Compounds were extracted according to a sample preparation protocol previously published with minor modifications47. Briefly, 5 mL of wine were placed into a 15 mL PTFE centrifuge tube and acidified with FA (1%). Then, 2.5 mL MeCN were added and the tube hand-shaken 30 s. Phase separation was achieved by adding 1.5 g of NaCl and 4 g of MgSO4. The tubes were hand-shaken 1 min and centrifuged 10 min at 8000 rpm (6450 rcf). Afterwards, 1 mL aliquot of the upper MeCN phase was transferred to a 2 mL clean-up tube containing 150 mg CaCl2, 50 mg PSA and 50 mg C18 for dispersive solid-phase extraction (d-SPE). The mixture was vortexed 30 s and centrifuged 2 min at 12,000 rpm (8400 rcf). Lastly, an aliquot of 500 μL extract was evaporated to dryness under gentle N2 stream, the residue reconstituted with 500 μL of initial mobile phase and analysed by HPLC–DAD.

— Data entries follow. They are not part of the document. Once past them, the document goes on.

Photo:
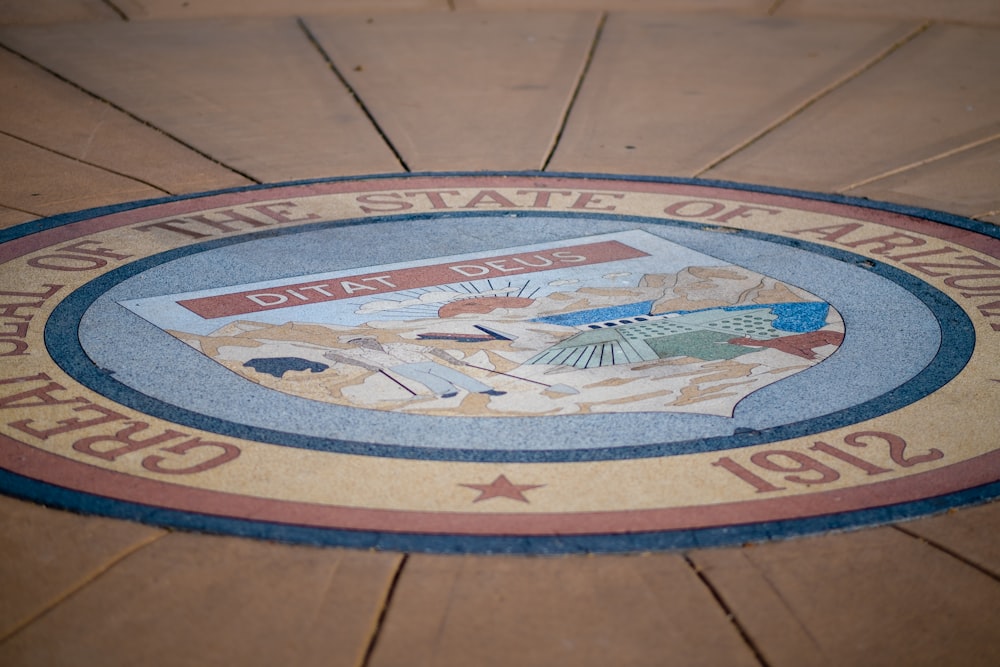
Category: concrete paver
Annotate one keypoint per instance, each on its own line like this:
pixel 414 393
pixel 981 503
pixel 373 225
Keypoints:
pixel 253 94
pixel 572 611
pixel 966 183
pixel 973 11
pixel 54 114
pixel 869 598
pixel 648 107
pixel 18 12
pixel 171 9
pixel 971 533
pixel 48 555
pixel 191 599
pixel 463 90
pixel 44 183
pixel 933 95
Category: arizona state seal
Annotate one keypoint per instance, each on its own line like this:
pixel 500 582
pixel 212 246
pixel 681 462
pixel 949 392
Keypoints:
pixel 502 362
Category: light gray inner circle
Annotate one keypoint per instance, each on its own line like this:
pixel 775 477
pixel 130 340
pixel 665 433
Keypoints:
pixel 890 334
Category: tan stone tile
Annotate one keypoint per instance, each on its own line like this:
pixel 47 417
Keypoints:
pixel 933 95
pixel 672 94
pixel 966 183
pixel 755 6
pixel 48 554
pixel 486 611
pixel 199 600
pixel 10 217
pixel 464 90
pixel 875 597
pixel 44 110
pixel 971 533
pixel 253 94
pixel 984 11
pixel 38 181
pixel 158 9
pixel 50 11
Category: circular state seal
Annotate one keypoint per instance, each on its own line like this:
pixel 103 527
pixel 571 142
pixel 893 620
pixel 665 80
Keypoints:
pixel 513 362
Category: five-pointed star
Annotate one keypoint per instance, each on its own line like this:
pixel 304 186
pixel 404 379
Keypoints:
pixel 502 487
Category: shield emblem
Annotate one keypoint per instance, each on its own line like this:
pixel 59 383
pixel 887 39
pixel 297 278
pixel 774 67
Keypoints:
pixel 621 322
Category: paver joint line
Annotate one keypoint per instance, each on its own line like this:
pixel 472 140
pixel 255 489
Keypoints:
pixel 116 9
pixel 354 94
pixel 87 162
pixel 131 115
pixel 576 89
pixel 380 620
pixel 919 163
pixel 850 76
pixel 954 554
pixel 729 613
pixel 83 583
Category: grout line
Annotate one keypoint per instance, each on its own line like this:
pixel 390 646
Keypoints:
pixel 951 552
pixel 131 115
pixel 116 9
pixel 576 89
pixel 906 39
pixel 920 163
pixel 83 583
pixel 23 210
pixel 350 89
pixel 380 621
pixel 81 161
pixel 726 609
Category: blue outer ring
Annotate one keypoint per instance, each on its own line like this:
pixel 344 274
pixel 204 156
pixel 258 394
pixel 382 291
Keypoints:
pixel 957 343
pixel 55 496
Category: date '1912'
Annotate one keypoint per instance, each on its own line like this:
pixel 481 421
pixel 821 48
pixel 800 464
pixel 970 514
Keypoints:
pixel 800 468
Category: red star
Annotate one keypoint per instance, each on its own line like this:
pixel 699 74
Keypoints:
pixel 502 487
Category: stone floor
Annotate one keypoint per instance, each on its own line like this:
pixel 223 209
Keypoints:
pixel 118 100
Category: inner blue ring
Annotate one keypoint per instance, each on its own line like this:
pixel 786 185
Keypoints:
pixel 957 344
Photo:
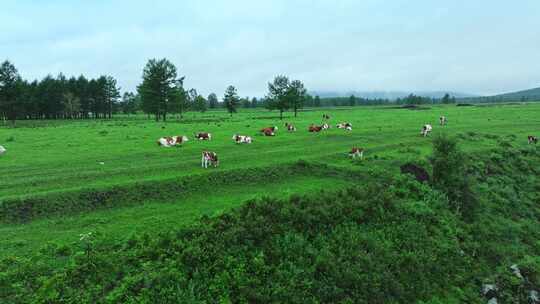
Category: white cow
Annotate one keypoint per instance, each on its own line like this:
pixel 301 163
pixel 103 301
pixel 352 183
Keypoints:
pixel 209 158
pixel 443 120
pixel 356 152
pixel 171 141
pixel 242 139
pixel 345 125
pixel 426 129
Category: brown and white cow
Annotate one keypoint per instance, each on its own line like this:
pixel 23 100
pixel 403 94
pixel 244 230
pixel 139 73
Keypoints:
pixel 426 129
pixel 171 141
pixel 443 120
pixel 242 139
pixel 203 136
pixel 209 158
pixel 313 128
pixel 316 129
pixel 290 127
pixel 270 131
pixel 345 125
pixel 356 152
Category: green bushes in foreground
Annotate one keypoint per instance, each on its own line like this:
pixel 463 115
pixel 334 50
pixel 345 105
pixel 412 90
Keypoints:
pixel 387 241
pixel 70 202
pixel 376 244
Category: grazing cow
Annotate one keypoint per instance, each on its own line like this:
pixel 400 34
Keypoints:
pixel 270 131
pixel 242 139
pixel 345 125
pixel 313 128
pixel 290 127
pixel 443 120
pixel 356 152
pixel 426 129
pixel 171 141
pixel 203 136
pixel 316 129
pixel 209 158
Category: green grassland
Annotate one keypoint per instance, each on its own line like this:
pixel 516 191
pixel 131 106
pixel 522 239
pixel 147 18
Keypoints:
pixel 277 196
pixel 49 160
pixel 66 156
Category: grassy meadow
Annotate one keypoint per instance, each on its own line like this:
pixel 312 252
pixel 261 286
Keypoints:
pixel 57 160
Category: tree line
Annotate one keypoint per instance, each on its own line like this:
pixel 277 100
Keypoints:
pixel 161 94
pixel 55 97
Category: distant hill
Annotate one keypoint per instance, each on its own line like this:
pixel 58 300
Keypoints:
pixel 531 94
pixel 392 95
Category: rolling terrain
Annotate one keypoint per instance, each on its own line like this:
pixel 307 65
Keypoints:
pixel 98 205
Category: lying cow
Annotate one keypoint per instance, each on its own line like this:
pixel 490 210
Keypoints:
pixel 426 129
pixel 315 129
pixel 171 141
pixel 290 127
pixel 345 125
pixel 443 120
pixel 242 139
pixel 356 152
pixel 209 158
pixel 203 136
pixel 270 131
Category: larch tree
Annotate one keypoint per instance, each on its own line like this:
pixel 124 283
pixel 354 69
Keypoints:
pixel 212 101
pixel 158 86
pixel 10 85
pixel 231 100
pixel 297 95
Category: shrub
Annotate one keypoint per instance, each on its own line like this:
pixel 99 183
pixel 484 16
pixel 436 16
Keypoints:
pixel 449 175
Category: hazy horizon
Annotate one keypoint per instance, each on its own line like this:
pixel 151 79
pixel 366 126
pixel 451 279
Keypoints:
pixel 480 48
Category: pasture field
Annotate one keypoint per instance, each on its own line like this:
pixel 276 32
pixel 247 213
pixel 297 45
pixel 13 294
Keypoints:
pixel 59 159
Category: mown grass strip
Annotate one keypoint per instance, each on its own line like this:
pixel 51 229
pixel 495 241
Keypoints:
pixel 72 202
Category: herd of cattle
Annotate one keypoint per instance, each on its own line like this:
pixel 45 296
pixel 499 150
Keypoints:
pixel 211 158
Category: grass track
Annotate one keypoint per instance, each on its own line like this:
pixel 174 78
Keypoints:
pixel 64 156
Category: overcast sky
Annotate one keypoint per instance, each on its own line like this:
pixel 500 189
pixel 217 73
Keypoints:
pixel 473 46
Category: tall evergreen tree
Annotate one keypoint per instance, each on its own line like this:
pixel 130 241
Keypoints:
pixel 212 101
pixel 157 88
pixel 278 95
pixel 10 89
pixel 352 101
pixel 111 93
pixel 231 99
pixel 317 101
pixel 180 99
pixel 200 104
pixel 254 102
pixel 297 95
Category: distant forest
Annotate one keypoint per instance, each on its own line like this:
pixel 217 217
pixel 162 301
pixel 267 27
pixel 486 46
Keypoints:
pixel 161 93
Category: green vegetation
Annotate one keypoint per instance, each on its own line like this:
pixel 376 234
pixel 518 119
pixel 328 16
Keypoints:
pixel 95 211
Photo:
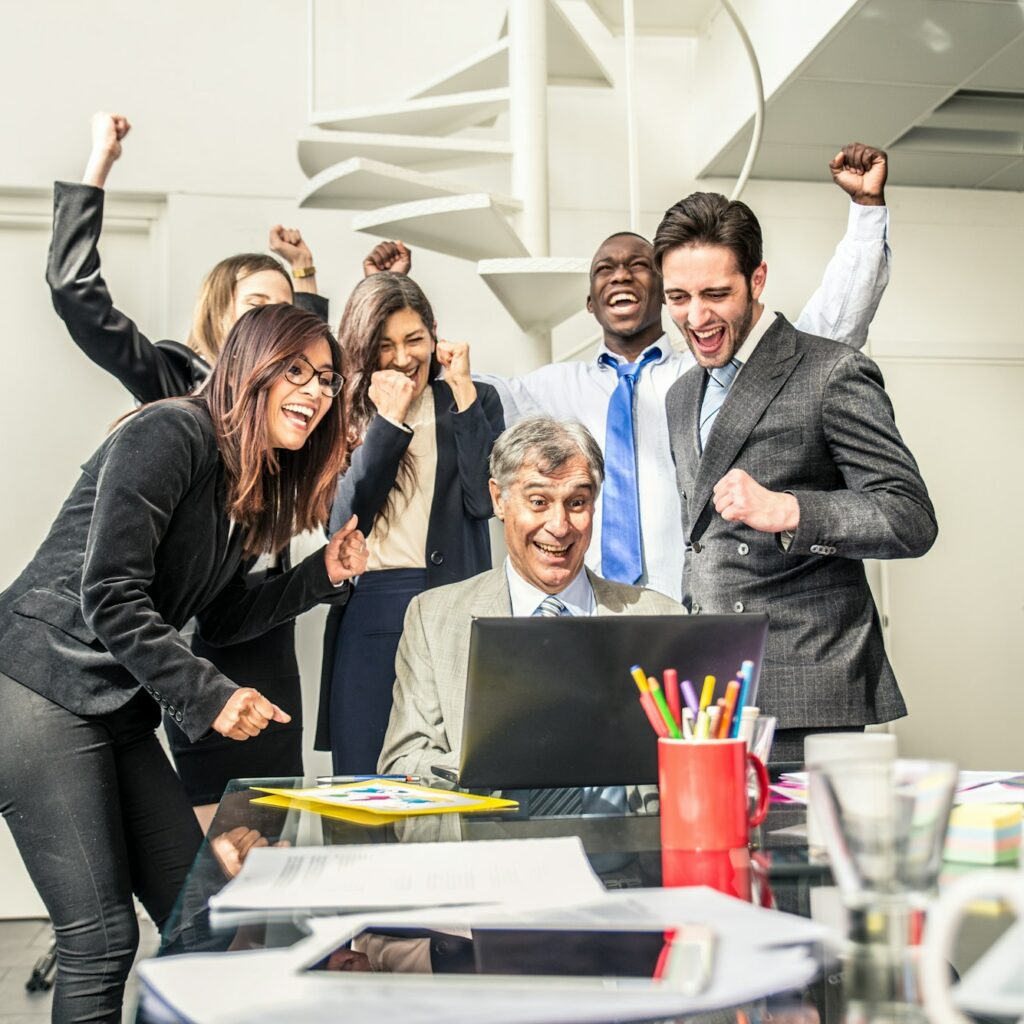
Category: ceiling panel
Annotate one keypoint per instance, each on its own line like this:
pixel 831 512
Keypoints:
pixel 937 42
pixel 1005 72
pixel 836 113
pixel 953 170
pixel 1011 177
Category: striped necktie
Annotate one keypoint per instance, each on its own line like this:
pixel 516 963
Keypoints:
pixel 716 390
pixel 622 556
pixel 551 607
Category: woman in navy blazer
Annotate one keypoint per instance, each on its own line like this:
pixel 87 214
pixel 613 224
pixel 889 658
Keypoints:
pixel 155 532
pixel 417 481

Chromatographic separations were carried out in reversed-phase Kinetex C18 column (3.0 × 100 mm, 2.6 µm) Phenomenex. The mobile phases were ultrapure water with 0.1% FA (A) and MeCN (B). Separation of analytes was performed using the following gradient: 0–1.7 min, 5% B; 1.7–10 min, 30% B; 10–13.5 min, 95% B; 13.5–15 min, 95% B; 15–16 min, 5% B: 16–19, 5% B. The mobile phase flow was 0.8 mL min-1. The column temperature was 35 °C and the injection volume 5 µL. LMW-PCs present in samples were quantified by using external calibration with pure authentic standards. Linear ranges between 0.25 and 40 mg L−1 with coefficient of determination (r2) higher than 0.998 were obtained for all the studied compounds.

Data analysis

Data were analysed using software platform R 4.0.2 (R Foundation 3.1. for Statistical Computing, 2020)48. The PCs were analysed by Zones, Departments, parcels and vintages using one-way ANOVAs. Tukey honestly significant difference (HSD, 5% level) test was applied to PCs data to determine significant differences between the Zones, Departments, parcels and vintages. The relationship between di-hydroxylated and tri-hydroxylated compounds and GDD was analysed using a linear mixed-effect model with lmer function from the package lme449and lmerTest50 with GDD and vintages (with interactions) as fixed factors, and nested parcels in the departments as random factors. To know if there were significant differences between the slopes of the vintages, the emmeans package was used in R51. PCA was applied to the wine phenolic composition to visualize the vintage effect using FactoMineR and factoextra packages52,53. The PLS-DA method was used to establish prediction models based on the anthocyanins and LMW-PCs content, the effect of vintage and regions (Zones andDepartments), using the mixOmics package54. Validation was performed using 66.6% of the data to train the model with the remaining data being employed to create the confusion matrix table. Balanced Error Rate (BER) was used to evaluate the classification performance, where the lower the error rate the better the performance. The heatmap used for parcel comparison was designed using pheatmap package55. Cluster analysis was constructed using Euclidean and Ward.D2 clustering technique and visualized using FactoMineR and factomine packages52,53. To find out which parcels can be predicted using PCs, Random Forest (RF) classification method was used with the randomForest package56. The validation and model test used 33% of the data not included in the initial model.